Last Saturday morning, the Hawaii Emergency Management Agency sent out an alert warning residents of Hawaii that they were about to be struck by a ballistic missile and advising them to take immediate shelter. They reinforced this message with the flat statement “This is not a drill.” The alert was sent to radio and television statements to be broadcast and texted to cellphone users throughout the state.
The alert was false. A HEMA employee was supposed to be conducting an internal test of the missile alert system. The employee was supposed to bring up a drop-down menu and select the “test missile alert” option. Instead, the employee selected the immediately following option, “missile alert.”
At that point, a confirmation box appeared, asking whether the user wished to proceed with the “missile alert” option. The employee confirmed the operation and the alert went out.

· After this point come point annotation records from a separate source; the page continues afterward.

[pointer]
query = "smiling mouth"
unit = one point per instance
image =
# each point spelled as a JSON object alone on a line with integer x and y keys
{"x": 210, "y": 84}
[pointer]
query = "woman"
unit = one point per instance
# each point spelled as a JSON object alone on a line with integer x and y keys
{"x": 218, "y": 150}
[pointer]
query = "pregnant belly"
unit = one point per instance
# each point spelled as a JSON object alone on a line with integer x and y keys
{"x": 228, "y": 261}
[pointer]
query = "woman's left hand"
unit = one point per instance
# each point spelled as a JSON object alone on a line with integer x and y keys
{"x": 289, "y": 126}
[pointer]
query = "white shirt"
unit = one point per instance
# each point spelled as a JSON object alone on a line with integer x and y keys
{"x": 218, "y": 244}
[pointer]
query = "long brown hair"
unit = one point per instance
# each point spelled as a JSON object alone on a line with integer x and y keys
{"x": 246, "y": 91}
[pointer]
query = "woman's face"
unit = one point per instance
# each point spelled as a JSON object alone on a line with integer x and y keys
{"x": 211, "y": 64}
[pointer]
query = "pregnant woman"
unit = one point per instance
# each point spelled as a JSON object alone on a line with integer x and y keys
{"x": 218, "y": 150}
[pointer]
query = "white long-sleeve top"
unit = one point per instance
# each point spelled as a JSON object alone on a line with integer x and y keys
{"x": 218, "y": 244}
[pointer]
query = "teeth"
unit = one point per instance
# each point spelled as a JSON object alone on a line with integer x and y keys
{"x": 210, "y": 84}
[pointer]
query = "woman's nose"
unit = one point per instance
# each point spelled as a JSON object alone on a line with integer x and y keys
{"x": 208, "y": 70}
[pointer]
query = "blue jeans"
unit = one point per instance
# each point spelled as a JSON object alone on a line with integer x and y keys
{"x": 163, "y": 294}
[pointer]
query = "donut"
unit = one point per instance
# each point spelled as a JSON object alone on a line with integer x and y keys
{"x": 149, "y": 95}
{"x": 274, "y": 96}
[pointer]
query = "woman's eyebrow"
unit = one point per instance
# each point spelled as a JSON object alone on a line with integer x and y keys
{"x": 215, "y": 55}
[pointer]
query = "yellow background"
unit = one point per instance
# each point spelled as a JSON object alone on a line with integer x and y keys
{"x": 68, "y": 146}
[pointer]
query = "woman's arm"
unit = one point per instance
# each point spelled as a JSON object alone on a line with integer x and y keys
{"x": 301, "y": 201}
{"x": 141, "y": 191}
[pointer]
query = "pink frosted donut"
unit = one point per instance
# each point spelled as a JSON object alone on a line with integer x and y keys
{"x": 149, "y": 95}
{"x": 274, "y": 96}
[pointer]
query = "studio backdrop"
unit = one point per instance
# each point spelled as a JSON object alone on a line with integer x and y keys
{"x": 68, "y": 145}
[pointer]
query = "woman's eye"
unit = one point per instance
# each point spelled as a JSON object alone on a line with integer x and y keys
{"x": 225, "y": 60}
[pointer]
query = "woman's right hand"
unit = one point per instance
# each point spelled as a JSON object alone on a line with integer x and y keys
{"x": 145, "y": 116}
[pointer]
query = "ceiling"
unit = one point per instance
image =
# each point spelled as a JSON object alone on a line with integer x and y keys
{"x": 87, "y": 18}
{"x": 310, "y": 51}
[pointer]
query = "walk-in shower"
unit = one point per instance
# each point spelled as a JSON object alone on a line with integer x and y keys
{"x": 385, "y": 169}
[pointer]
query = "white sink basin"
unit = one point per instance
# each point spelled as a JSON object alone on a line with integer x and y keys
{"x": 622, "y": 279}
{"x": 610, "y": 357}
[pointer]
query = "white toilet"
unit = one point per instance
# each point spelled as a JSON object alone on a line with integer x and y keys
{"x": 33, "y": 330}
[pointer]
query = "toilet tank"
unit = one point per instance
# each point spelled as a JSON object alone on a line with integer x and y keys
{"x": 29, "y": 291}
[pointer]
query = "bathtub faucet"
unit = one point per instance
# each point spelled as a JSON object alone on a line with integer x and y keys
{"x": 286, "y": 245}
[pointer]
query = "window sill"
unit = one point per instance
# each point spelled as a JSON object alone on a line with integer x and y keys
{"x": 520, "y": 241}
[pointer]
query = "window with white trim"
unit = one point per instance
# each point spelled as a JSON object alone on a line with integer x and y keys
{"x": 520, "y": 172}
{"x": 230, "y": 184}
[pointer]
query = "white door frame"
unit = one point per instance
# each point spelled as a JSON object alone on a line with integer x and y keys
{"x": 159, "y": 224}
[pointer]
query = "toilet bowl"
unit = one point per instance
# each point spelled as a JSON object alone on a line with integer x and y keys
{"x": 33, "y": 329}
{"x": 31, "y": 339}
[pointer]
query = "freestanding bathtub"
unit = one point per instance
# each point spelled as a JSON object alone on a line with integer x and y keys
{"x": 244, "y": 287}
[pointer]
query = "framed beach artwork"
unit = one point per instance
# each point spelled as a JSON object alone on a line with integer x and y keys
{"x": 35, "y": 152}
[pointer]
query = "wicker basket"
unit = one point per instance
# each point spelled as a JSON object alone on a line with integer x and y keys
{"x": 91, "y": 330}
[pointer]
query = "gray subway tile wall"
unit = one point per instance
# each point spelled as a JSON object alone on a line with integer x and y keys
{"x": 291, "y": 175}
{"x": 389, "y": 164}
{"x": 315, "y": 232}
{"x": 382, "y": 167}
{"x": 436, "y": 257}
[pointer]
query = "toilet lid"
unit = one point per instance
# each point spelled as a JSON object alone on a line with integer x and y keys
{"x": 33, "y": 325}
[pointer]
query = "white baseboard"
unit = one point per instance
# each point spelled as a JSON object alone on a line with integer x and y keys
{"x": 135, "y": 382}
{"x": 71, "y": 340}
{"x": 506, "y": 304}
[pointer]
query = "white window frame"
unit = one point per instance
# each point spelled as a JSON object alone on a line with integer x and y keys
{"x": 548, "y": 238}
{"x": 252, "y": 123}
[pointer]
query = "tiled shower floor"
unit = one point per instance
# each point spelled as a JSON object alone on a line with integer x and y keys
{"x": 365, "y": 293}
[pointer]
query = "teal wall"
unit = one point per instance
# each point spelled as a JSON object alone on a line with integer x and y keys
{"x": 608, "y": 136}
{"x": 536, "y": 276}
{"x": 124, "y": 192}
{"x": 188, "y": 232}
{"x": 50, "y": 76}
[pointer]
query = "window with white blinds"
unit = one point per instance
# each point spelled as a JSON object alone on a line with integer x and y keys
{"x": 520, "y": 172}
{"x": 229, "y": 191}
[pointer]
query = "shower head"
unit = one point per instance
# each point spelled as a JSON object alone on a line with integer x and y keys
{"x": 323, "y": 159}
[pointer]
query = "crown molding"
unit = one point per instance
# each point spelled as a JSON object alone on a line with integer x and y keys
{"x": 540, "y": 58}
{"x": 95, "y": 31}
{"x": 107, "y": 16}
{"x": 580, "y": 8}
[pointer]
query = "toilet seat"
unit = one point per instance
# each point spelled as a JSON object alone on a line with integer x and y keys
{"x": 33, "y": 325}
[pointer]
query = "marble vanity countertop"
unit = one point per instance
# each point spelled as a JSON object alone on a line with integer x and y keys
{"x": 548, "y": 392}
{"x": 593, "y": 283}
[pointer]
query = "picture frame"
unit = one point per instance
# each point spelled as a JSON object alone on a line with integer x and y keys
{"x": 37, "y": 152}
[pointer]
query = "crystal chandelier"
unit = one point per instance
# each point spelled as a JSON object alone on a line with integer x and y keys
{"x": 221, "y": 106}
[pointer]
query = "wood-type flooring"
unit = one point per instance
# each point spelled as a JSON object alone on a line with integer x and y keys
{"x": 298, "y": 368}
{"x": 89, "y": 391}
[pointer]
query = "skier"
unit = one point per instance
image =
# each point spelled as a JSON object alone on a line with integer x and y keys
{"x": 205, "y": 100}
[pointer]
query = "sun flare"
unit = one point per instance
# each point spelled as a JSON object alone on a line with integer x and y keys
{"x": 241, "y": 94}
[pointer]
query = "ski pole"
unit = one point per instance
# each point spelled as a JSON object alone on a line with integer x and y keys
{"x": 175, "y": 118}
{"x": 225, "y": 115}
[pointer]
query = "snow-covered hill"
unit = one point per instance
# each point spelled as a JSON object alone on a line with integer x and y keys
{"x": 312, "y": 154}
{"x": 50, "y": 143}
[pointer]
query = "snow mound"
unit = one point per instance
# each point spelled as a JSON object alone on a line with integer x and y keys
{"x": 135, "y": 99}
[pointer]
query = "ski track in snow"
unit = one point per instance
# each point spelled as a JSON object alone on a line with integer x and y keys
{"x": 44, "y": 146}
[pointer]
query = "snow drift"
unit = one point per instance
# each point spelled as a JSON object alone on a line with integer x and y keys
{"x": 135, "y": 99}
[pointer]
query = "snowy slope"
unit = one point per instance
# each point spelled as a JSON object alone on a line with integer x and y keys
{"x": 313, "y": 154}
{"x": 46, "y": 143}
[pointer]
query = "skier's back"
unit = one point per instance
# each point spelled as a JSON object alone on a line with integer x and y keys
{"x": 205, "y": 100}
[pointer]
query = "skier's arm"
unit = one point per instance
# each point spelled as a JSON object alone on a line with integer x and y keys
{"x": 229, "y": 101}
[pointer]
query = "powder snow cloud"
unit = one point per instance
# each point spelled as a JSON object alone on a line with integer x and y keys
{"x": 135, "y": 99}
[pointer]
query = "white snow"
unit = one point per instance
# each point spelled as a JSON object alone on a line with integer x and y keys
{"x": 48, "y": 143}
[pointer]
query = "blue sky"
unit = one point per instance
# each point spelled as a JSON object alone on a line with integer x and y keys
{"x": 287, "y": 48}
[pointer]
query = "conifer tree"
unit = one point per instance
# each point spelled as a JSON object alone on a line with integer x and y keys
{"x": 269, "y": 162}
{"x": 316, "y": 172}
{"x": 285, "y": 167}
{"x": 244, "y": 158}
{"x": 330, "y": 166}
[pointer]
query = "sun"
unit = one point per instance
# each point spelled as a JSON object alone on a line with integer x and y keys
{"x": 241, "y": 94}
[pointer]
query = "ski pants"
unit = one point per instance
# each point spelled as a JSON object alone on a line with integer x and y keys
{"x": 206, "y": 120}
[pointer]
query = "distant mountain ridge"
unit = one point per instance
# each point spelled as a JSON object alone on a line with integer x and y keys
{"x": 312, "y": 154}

“Hawaii Missile Alert: How One Employee ‘Pushed the Wrong Button’ and Caused a Wave of Panic”
Amy B. Wang, The Washington Post, January 14, 2018
“How a Poor User Interface Design Caused the Hawaii Missile Scare”
Adam Shepherd, IT PRO, January 15, 2018
Hmmm. In my opinion, the error in user interface design was having a "missile alert" option on the drop-down menu in the first place.
Even purchasers of the Amazon Echo and its rivals have trouble finding a use for their new gizmo. Amazon equips the Echo with more than thirty thousand “skills.” Only about one Echo user in five has ever run even one of those add-on applications.
“Alexa, We're Still Trying to Figure Out What to Do with You”
Daisuke Wakabayashi and Nick Wingfield, The New York Times, January 15, 2018
For some reason, the story doesn't mention the most important application of these devices: surveillance.